Explain the principles behind each step in the following protocol:
1- Homogenize of the animal brain in the extraction buffer “buffer A” (0.1 M KH2PO4, 2 mM EDTA, 2 mM EGTA, 2 mM Dithiothreitol DTT, and 0.3 mM phenylmethylsulfonyl fluoride) pH6.9.
2- Centrifuge of the homogenate for 30 min at 13,000 X g. The resulting extract was brought to 45% saturation with ammonium sulfate and the pH adjusted to 7.5.
3- After 30 min, the mixture was centrifuged for 30 min at 13,000 X g. The resulting pellet was resuspended in a minimal volume of buffer A, pH 6.9, using a Dounce homogenizer and extensively dialyzed against buffer A, pH6.5, to remove residual ammonium sulfate.

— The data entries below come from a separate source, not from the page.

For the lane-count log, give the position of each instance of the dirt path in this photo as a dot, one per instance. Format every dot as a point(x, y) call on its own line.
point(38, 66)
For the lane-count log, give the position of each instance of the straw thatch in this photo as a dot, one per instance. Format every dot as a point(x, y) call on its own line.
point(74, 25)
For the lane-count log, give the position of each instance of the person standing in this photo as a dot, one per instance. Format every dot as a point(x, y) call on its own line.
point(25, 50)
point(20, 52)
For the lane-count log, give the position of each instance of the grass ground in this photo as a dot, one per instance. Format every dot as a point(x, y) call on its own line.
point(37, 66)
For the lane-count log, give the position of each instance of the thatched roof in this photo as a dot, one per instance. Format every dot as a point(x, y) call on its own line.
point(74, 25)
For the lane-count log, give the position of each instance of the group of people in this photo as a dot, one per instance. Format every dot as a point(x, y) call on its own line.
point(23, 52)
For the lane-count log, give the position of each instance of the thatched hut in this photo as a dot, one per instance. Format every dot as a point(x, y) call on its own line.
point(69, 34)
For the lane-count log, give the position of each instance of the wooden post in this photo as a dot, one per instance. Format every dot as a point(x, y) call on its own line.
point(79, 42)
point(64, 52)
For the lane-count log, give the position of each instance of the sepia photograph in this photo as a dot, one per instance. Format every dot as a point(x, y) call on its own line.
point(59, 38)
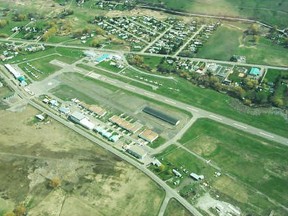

4- The dialysate was then run on fplc using SP Sephadex C-50 previously equilibrated with buffer A, pH 6.5.
5- Wash the column with buffer A, pH 6.5, and the tau protein was eluted with buffer B (0.1 M KH2PO4, 2 mM EDTA, 2 mM EGTA, 2 mM DTT, and 0.3 mM phenylmethylsulfonyl fluoride, 0.5 M NaCl.) pH 6.5.